Parenting By Parsha: Nasso

When I was growing up, my family had a lot of rituals we carried out on Friday evenings to welcome the Shabbat. They did evolve over the years, as all things do, but there are a few that remain constant and stand out particularly in my memory. 

We always lit candles with my mother. I am one of three siblings, and we each had a set of candles of our own (in retrospect, maybe a bit of a fire hazard, but hey, it worked out). Before lighting the candles, us kids would add coins to a tzedakah box, usually coins given to us by our dad for this purpose. Then we’d take turns lighting candles. In unison, we’d wave the light of the Shabbat towards us three times, cover our eyes with our palms, and recite the blessing. 

If I close my eyes now, I can hear the chorus of our little-kid voices along with my mom’s voice, carefully saying each word, the whoosh of the match lighting, the clink-clink-clink of shekels falling through the slot on the tzedakah box. 

Once recited, we’d open our eyes and shout, “Shabbat shalom!” Everyone gave everyone else hugs and kisses as we welcomed the Shabbat into our home. 

We were also blessed by our parents. The five of us — two adults, three squirmy kids — stood in a circle. Mild sibling elbowing commenced to see who would get two hands instead of one on their head (this was perceived as getting “extra blessing” for some reason). Once settled, my parents recited the traditional tripartite blessing, conjugated into the feminine for us three daughters. The blessing that, in its original form, is found in this week’s Torah portion, Nasso. 

“Yesimech elohim k’Sarah, Rivka, Rachel, v’Leah. Y’var’chech Adonai v’yishmerech. Ya’er Adonai panav elayich viychunech. Yisa Adonai panav elayich v’yasem lach shalom.”

May God treat you as Sarah, Rebecca, Rachel, and Leah. May God bless you and keep you. May God’s countenance shine down upon you. May God turn towards you and place peace upon you.

The sound of my parents’ voices giving us this weekly blessing echoes in me, etched into my memory, indelible. 

At the time, it seemed like just another thing we did. Truthfully, I was probably more interested in getting to the chicken soup and challah part of the evening (as an aside, my dad makes the most irresistible challah in the world). I liked getting blessed, but I didn’t really understand it the way I do now. I probably took it for granted, at least for the most part. 

There’s an intimacy to the act of placing your hands on your child’s head and blessing them. I like to think that, even as a challah-driven kid, I sensed that intimacy. The closeness of two people sharing a breath. Blessings have the inherent quality of stopping time, if only for a moment. We halt our actions, take a deep breath, and express gratitude, sorrow, or awe. When we bestow a blessing on someone else, we transfer that energy of intention into them.

The words, when imbued with intention, have magic to them. When it’s done with full presence, a blessing can be like an electrical circuit, allowing a current of energy to move from one space (or person) to another. 

It’s long been my opinion that, when you break this blessing down to its components, it’s pretty much the perfect parent-to-child offering. 
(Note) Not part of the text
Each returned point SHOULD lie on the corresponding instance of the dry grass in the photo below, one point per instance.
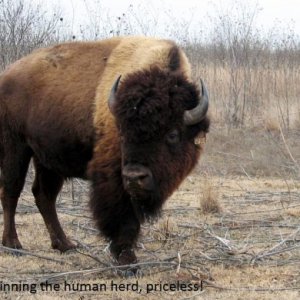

First, may you have the wisdom of your ancestors and remind you of your heritage. Second, may you remain safe in this dangerous and scary world. Third, may you have the ability to see the light and wonder in your surroundings. Finally, may you know peace and awe, find the divine spirit on your journey.

I love this blessing and, as often as we can, my wife I bestow it upon our little one on Friday evenings as we welcome the Shabbat. Getting the day to run smoothly enough to allow for this occurrence can, at times, feel like trying to get the stars to align. We do manage it, though, on occasion. As our kid grows older, it’s important to my wife and I that we make it work more and more, until it’s a regular thing. 

When we do bless our kiddo these days, it’s hard to make that magical circle of energy come to fruition. He’s interested in everything, and (like most toddlers) not really a fan of sitting still. I’m sure he wonders why we aren’t dancing, or running, or climbing something. That’s alright with me. The fact that, every once in a while, I get to focus on what I wish for my kid is enough for now. 

It’ll be interesting to see which rituals we develop in our little family as it evolves. What will stick with our toddler as he becomes a kid, then a teen, then an adult. I can’t imagine, and maybe that’s best. When it comes down to it, all we can do is be intentional about what and how we wish a life for our kids, and try to guide them there with the blessings that we’ve received along our own journey.